Il n’y a rien de mal à diversifier ses sources d’importation, mais je ne suis pas convaincu que l’État devrait y jouer un rôle majeur. Effectivement, on peut envisager de mettre en place des contrats d’achat garantis par l’État dans des domaines critiques, ce qui réduirait la vulnérabilité en cas de crise. Par contre, je ne pense pas qu’il soit judicieux que l’État impose d’avoir cinq fournisseurs au lieu de deux pour tel ou tel produit.

Au lieu de s’occuper de microgestion, l’État doit créer un contexte global favorable au commerce, et négocier avec les autres pays afin de le maintenir.

Certains experts et journalistes ont déclaré que nous assistons à la fin de la mondialisation telle qu’on la connaît. Que pensez-vous de cette affirmation?

Je pense qu’il s’agit là aussi d’une exagération. Néanmoins, le conflit actuel opposant les États-Unis et la Chine sur l’accès aux technologies de pointe pourrait conduire, dans certains domaines, à une partition du monde: les autres pays se verraient alors contraints de choisir entre l’une ou l’autre de ces deux superpuissances. Il se peut cependant que l’UE ait un rôle spécial à jouer entre les deux adversaires. À l’heure actuelle, certains signes indiquent que l’Allemagne aussi s’inquiète de la protection de la propriété intellectuelle. J’espère également que nous n’allons pas nous retrouver dans une impasse avec la formation de blocs, mais que le dialogue restera aussi ouvert que possible, grâce aux accord internationaux. Après tout, la Chine aussi a tout intérêt à commercer. Peut-être pourrait-on se mettre d’accord sur de toutes nouvelles règles, que tout le monde respecterait, mais je doute que ce soit faisable. Toutefois, même si le monde est partiellement divisé dans certains domaines des hautes technologies, cela ne signifie pas nécessairement la fin de la mondialisation.

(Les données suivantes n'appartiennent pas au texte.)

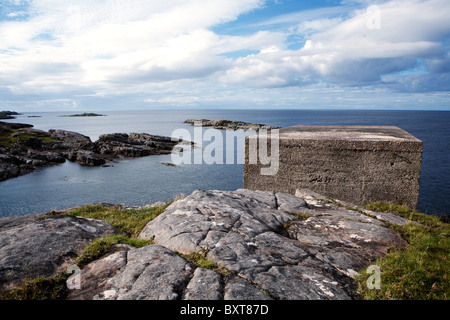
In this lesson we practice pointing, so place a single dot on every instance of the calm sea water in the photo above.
(145, 180)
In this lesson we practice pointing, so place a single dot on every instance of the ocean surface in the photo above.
(136, 182)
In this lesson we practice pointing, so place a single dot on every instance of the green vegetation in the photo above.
(52, 288)
(199, 260)
(102, 246)
(419, 271)
(130, 221)
(10, 137)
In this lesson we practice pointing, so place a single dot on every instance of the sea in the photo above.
(141, 181)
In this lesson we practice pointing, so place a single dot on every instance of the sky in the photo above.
(65, 55)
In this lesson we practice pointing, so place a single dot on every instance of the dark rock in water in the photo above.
(24, 148)
(167, 164)
(134, 145)
(33, 246)
(88, 114)
(6, 115)
(445, 218)
(229, 125)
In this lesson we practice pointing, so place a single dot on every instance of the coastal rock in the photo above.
(258, 245)
(229, 125)
(134, 145)
(33, 246)
(23, 148)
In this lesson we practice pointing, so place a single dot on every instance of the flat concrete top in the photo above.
(349, 133)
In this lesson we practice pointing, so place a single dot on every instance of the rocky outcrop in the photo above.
(22, 148)
(37, 246)
(6, 115)
(257, 245)
(229, 125)
(134, 145)
(87, 114)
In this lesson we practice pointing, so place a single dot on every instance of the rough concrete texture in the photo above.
(359, 164)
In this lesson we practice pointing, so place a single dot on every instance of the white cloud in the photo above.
(349, 53)
(164, 49)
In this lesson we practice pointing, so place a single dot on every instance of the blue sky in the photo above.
(63, 55)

Annoncer sa disparition est un peu trop pessimiste, à mon sens.

Les restrictions de voyage et les fermetures de frontières qui continuent de s’appliquer dans certains pays mettent notre économie extérieure à rude épreuve. À quelles évolutions vous attendez-vous?

Je pense qu’il s’agit d’un problème temporaire. Bien sûr, il faudra peut-être patienter assez longtemps avant de retrouver le tourisme international de masse qui existait auparavant. Je force le trait, mais si, pour des raisons de sécurité, seul un siège sur deux peut être occupé dans les avions, le prix de ce mode de transport va nécessairement augmenter. Nous en revenons donc à la thématique des coûts. Cela dit, ce serait une manière très indirecte – et pas précisément efficace – de régler le problème des émissions de CO2.